Estudos conduzidos pela cientista política Nara Pavão, da Universidade Federal de Pernambuco, indicam que o efeito da desinformação nos eleitores depende de sua predisposição. Em ambientes políticos polarizados, as notícias falsas provocam mais mobilização do que persuasão.
“O impacto da desinformação vai depender muito do nível de polarização e do nível de conhecimento que os eleitores têm sobre os candidatos. Em municípios muito pequenos, desconhecidos, a informação pode ter esse efeito.”

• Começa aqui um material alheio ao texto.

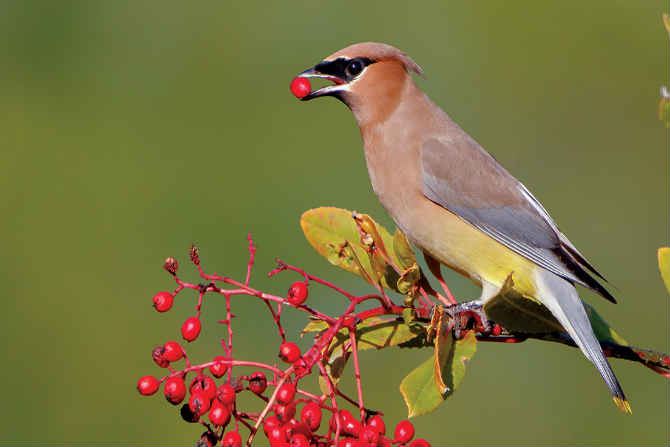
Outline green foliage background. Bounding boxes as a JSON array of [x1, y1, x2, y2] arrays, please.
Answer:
[[0, 0, 670, 445]]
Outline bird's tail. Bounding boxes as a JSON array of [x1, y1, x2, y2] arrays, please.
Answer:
[[536, 269, 632, 414]]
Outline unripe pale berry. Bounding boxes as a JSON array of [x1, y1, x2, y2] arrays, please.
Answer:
[[279, 341, 300, 363], [394, 420, 414, 444], [288, 433, 309, 447], [263, 415, 281, 437], [290, 76, 312, 98], [181, 317, 202, 342], [163, 341, 184, 362], [367, 414, 386, 435], [189, 376, 216, 400], [154, 292, 174, 312], [209, 399, 230, 425], [221, 431, 242, 447], [188, 392, 210, 416], [300, 402, 322, 431], [286, 281, 307, 306], [216, 383, 235, 405], [249, 371, 268, 394], [137, 376, 160, 396], [209, 355, 228, 378], [275, 402, 295, 423], [277, 383, 295, 405], [151, 346, 170, 368], [163, 377, 186, 405]]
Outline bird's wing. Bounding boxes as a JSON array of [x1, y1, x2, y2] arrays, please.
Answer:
[[421, 136, 616, 302]]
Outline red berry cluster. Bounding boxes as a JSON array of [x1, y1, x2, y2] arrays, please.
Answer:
[[137, 240, 438, 447]]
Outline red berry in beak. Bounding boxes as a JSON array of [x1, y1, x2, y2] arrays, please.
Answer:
[[290, 77, 312, 99]]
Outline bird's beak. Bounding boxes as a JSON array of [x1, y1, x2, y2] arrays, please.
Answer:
[[298, 62, 349, 101]]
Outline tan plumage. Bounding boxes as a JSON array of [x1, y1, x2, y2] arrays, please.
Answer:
[[302, 42, 630, 412]]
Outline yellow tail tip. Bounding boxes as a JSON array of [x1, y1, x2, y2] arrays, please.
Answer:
[[612, 397, 633, 414]]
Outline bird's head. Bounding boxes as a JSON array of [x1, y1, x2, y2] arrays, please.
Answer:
[[299, 42, 423, 122]]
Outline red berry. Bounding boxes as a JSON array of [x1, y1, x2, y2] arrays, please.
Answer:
[[181, 317, 202, 341], [284, 418, 312, 439], [163, 377, 186, 405], [267, 426, 286, 447], [163, 341, 184, 362], [216, 383, 235, 405], [263, 415, 281, 436], [286, 281, 307, 306], [358, 426, 381, 446], [277, 383, 295, 405], [209, 355, 228, 378], [289, 433, 309, 447], [198, 430, 219, 447], [367, 414, 386, 435], [337, 436, 360, 447], [249, 371, 268, 394], [300, 402, 322, 431], [394, 420, 414, 444], [279, 341, 300, 363], [221, 431, 242, 447], [209, 400, 230, 425], [290, 76, 312, 98], [154, 292, 174, 312], [188, 393, 210, 416], [275, 402, 295, 423], [341, 416, 363, 437], [189, 376, 216, 400], [137, 376, 160, 396], [179, 404, 200, 423], [151, 346, 170, 368]]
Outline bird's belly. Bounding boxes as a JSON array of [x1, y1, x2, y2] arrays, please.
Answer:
[[387, 197, 539, 296]]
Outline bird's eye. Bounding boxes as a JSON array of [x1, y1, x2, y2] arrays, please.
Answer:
[[346, 59, 363, 78]]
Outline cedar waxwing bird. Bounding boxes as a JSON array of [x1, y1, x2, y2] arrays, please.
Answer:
[[299, 42, 631, 413]]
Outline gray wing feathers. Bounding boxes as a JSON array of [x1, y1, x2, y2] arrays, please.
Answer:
[[421, 133, 615, 302], [536, 270, 626, 400]]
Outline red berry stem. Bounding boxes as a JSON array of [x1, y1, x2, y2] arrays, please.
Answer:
[[349, 329, 365, 421], [247, 365, 293, 446], [244, 233, 256, 286]]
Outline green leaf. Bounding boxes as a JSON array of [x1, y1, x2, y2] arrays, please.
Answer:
[[484, 275, 628, 345], [300, 320, 329, 338], [400, 331, 477, 417], [396, 263, 421, 295], [658, 247, 670, 292], [329, 317, 425, 361], [300, 207, 413, 291]]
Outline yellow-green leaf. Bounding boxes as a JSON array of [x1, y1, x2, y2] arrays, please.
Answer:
[[400, 331, 477, 417], [484, 275, 628, 345], [300, 320, 329, 337], [300, 207, 397, 290], [658, 247, 670, 292], [393, 230, 416, 269], [396, 263, 421, 295], [329, 317, 425, 360]]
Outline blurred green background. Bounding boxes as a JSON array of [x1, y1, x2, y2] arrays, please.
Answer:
[[0, 0, 670, 445]]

Isso acontece porque quando há alta polarização, como as disputas nacionais no Brasil têm se desenhado, dificilmente o eleitor muda de ideia em relação a um candidato, explica Pavão. Nesse caso, o eleitor procura informações que confirmem aquilo que já pensa sobre um candidato conhecido.
Já em um cenário de menor polarização, o eleitor precisa consumir mais informações para tomar uma decisão, o que aumenta a capacidade de a desinformação persuadir o voto. “As fake news desmobilizam o eleitor, fazem com que ele tenha menos disposição para se engajar politicamente a favor do seu candidato, sendo esse candidato vítima de uma notícia falsa”, afirma.
É nesse contexto que a inteligência artificial se torna um risco. “Peças de desinformação sempre existiram. O que a inteligência artificial faz é popularizar. Ela torna a produção destes conteúdos sintéticos menos custosos.”